Les "japs" ont une vision immédiate, esthétique et a-moralisatrice de la tauromachie.
Tout dans leur culture les prédispose à s'y intéresser.
En sus (kiyaki), ce sont des gens curieux et ouverts aux autres cultures, même s'ils tiennent solidement pour la leur, considérée comme supérieure (même s'ils ne le disent jamais).
j'enlève l'accent du "ou" et je suis bien d'accord: on peut faire des photos en se fiant à son appareil pour les réglages automatiques et savoir de manière innée quand appuyer sur le bouton pour que ce soit réussi.Mais l'exception n'est pas la règle. C'est comme dans tous les arts...Et je suis aussi tout à fait d'accord une photo réussie ça ne veut pas forcement dire une belle photo.
isa
... et ce qui est beau à regarder n'est pas forcément photogénique : je préfère les vieilles usines désaffectées aux couchers de soleil...
comme David Huck...
isa
oui mais à madagascar, il y a des couchers de soleil mais pas d'usines encore moins désaffectées.
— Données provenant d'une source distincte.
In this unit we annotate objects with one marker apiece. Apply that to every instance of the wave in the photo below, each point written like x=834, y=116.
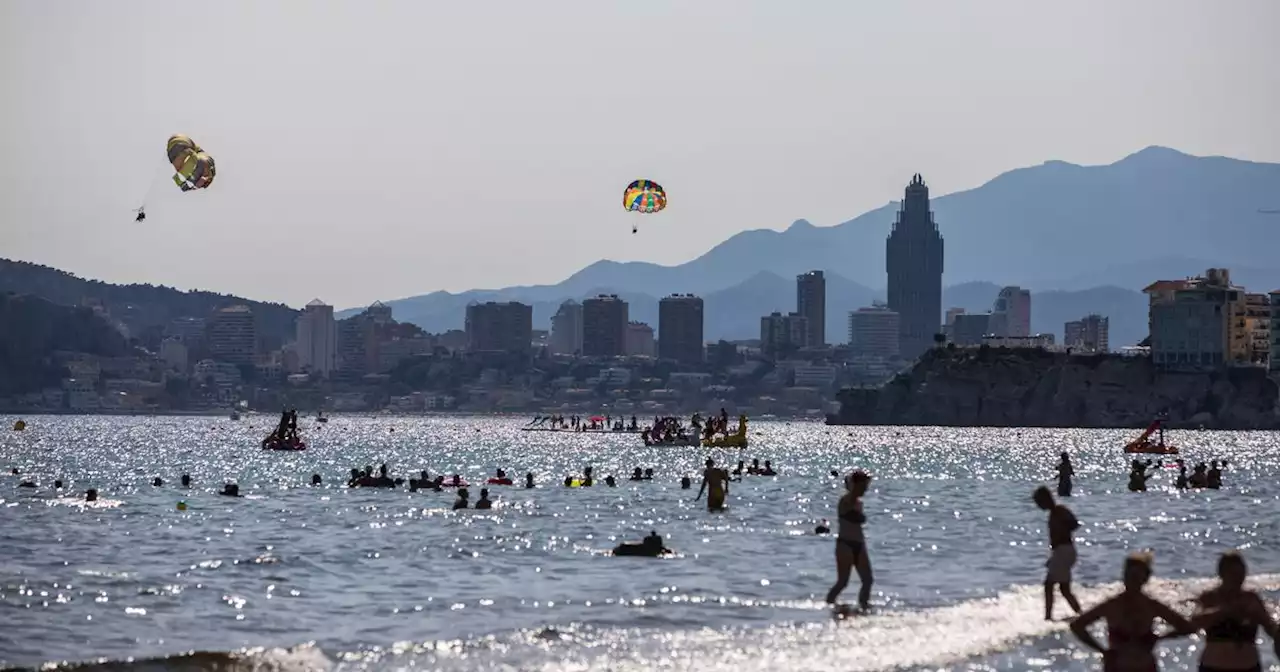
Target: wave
x=936, y=636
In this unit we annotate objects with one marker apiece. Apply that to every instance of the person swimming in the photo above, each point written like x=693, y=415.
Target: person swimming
x=1064, y=475
x=650, y=547
x=1214, y=479
x=1061, y=556
x=716, y=484
x=1138, y=476
x=1130, y=618
x=1230, y=617
x=850, y=544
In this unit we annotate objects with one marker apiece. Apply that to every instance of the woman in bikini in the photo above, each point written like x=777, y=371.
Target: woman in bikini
x=1130, y=616
x=850, y=543
x=1230, y=617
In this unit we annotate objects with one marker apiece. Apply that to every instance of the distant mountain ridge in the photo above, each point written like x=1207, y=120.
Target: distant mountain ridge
x=1083, y=240
x=141, y=307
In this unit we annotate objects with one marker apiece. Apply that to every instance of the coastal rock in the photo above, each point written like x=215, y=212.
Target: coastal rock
x=1036, y=388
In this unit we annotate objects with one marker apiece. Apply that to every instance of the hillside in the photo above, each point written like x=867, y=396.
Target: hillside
x=1052, y=227
x=141, y=307
x=32, y=328
x=1029, y=388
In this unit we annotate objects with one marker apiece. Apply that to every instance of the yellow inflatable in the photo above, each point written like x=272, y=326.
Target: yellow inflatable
x=736, y=439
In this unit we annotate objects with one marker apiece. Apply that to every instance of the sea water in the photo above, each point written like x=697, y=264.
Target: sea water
x=295, y=576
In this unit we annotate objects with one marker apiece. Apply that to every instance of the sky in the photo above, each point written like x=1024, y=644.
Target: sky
x=389, y=149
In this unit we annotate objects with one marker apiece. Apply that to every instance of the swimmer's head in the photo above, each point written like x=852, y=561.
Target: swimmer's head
x=1232, y=568
x=1043, y=498
x=858, y=481
x=1137, y=570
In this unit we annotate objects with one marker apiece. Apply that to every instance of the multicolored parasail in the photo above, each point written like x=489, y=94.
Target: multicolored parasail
x=644, y=196
x=196, y=169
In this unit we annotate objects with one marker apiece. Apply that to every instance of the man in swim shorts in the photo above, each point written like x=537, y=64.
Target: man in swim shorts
x=1061, y=525
x=716, y=483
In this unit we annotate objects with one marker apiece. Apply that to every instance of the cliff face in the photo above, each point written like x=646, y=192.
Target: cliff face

il y en a une textile tres grande et neuve quasiment ( une vingtaine d'annés) à majunga qui sera bientôt désaffectée.
As tu vu? David Huck photographie aussi les châteaux cathares de chez moi.
isa
Marc,
Pour un rendez-vous amoureux tu invites la belle dans une friche industrielle? Original mais gore...
Et pour les ébats...décharge à ciel ouvert, au milieu des détritus et des bidons de produits toxiques éventrés?
Il n'y a qu'un mot: tu es pasolinien!